Nationalgeographic.co.id—Pada 11 Juni 323 Sebelum Masehi, Aleksander Agung meninggal dunia. Selama hidupnya, ia menaklukkan negara adidaya dan mendirikan kerajaan terbesar yang pernah ada. Hidupnya merupakan kisah paling menarik dalam sejarah. Bahkan setelah mati pun jenazah Aleksander Agung jadi penyebab perang berkepanjangan.
Kekacauan setelah kematian Aleksander Agung
Tak lama setelah kematiannya di Babilon, kekacauan merebak. Ia tidak menyebutkan penerus yang jelas dan orang Makedonia berdebat tentang nasib kekaisaran. Saking serunya mereka berselisih, jenazah Aleksander Agung dibiarkan berhari-hari tanpa pengawasan. Meski dibiarkan begitu saja di tengah panasnya udara Babilonia, menurut legenda, jenazahnya tidak mengalami pembusukan.
Perdikas, komandan Makedonia berpangkat tertinggi di Babilon, memerintahkan agar tubuh Aleksander dibalsam. Setelah itu, ia pun ditempatkan di peti mati emas.
Persiapan membawa Aleksander Agung ke tempat peristirahatan terakhirnya
Selama dua tahun berikutnya, jenazah Aleksander tetap berada di Babilon. Kereta pemakaman yang rumit dipersiapkan. Bukan kereta biasa, Perdikas memastikan kereta tersebut dirancang menyerupai kuil megah. Digambarkan duduk di antara para dewa, kereta tersebut memiliki kolom-kolom indah dan berlapis emas.
Kereta ditarik oleh 64 bagal (campuran antara kuda dengan keledai) yang masing-masing memiliki mahkota emas dan lonceng.
Kereta ini digunakan untuk mengantar jenazah Aleksander Agung kembali ke Aegae di Makedonia. Ini adalah tempat peristirahatan kuno Raja Makedonia. Namun ternyata, rencana pemindahan ini merupakan suatu kesalahan besar.
Ambisi Ptolemaios I Soter
Ptolemaios I Soter, gubernur Makedonia di Mesir, memiliki hubungan yang buruk dengan Perdikas.

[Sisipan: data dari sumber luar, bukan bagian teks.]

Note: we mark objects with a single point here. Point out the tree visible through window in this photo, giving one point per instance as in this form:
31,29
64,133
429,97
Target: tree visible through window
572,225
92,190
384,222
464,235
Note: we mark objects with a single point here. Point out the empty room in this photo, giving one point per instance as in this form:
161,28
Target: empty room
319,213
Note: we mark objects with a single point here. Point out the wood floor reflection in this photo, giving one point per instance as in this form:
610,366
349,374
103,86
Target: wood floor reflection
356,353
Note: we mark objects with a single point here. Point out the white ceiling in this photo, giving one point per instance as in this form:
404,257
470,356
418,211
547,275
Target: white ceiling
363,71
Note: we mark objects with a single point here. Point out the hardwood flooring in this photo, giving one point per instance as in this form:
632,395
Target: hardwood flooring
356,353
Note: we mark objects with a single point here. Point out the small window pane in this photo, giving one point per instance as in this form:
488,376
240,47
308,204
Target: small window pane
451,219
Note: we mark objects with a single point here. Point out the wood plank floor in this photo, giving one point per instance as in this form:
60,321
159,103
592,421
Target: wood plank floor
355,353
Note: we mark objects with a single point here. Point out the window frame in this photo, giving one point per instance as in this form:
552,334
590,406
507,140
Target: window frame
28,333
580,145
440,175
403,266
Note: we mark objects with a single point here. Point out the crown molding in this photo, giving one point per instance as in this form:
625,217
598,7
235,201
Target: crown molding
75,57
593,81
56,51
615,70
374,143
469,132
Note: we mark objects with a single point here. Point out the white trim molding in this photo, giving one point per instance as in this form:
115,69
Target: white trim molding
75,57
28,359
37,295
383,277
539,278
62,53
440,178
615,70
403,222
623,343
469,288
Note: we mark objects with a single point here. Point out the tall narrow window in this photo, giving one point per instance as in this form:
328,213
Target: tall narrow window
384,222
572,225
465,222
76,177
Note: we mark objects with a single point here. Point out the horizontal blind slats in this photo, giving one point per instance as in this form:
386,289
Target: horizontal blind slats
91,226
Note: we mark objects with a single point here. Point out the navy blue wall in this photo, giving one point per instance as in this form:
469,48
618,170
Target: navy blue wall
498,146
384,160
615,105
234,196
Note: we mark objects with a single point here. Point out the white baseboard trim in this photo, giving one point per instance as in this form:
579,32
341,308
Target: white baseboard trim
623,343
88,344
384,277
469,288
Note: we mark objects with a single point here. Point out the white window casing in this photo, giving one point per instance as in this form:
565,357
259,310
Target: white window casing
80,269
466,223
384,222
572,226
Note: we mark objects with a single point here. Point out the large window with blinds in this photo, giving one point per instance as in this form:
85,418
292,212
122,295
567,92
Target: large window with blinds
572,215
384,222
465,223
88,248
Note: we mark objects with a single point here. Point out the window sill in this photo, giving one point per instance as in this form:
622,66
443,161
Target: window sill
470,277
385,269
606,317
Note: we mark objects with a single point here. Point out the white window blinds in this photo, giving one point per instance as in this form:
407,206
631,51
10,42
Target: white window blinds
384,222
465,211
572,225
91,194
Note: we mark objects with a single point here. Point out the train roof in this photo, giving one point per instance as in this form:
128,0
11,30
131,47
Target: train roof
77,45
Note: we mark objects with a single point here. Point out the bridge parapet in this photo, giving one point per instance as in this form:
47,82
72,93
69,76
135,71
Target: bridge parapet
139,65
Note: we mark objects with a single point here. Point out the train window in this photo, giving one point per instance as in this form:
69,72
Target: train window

Sadar akan kekayaan dan potensi Mesir yang besar, Ptolemaios berambisi untuk melepaskan diri dari kendali Perdikas yang angkuh. “Menurutnya hal ini bisa dicapai jika ia mengambil alih tubuh Aleksander yang sudah tidak bernyawa,” ungkap Tristan Hughes di laman Battles of the Ancients.
Bagi Perdikas, Ptolemaios, dan penerus lainnya, tubuh Alexander lebih dari sekadar mayat. Jenazah tersebut merupakan jimat yang mewakili otoritas dan legitimasi di dunia baru pasca-kematian Aleksander Agung. Jadi, siapa pun yang mengendalikan jenazah tersebut, memegang kekuasaan besar di kerajaannya.
Perdikas sangat menyadari hal ini. Maka sejak kematian Alexander, ia menjaga jenazahnya dengan sebaik mungkin. Meski penjagaan ketat, ini tidak membuat menyurutkan niat Ptolemaios. Jika jenazah itu berada di tangannya, ia akan mendapatkan klaim dan hak untuk memerintah. Ini menjadi langkah awal untuk membangun kerajaannya kelak.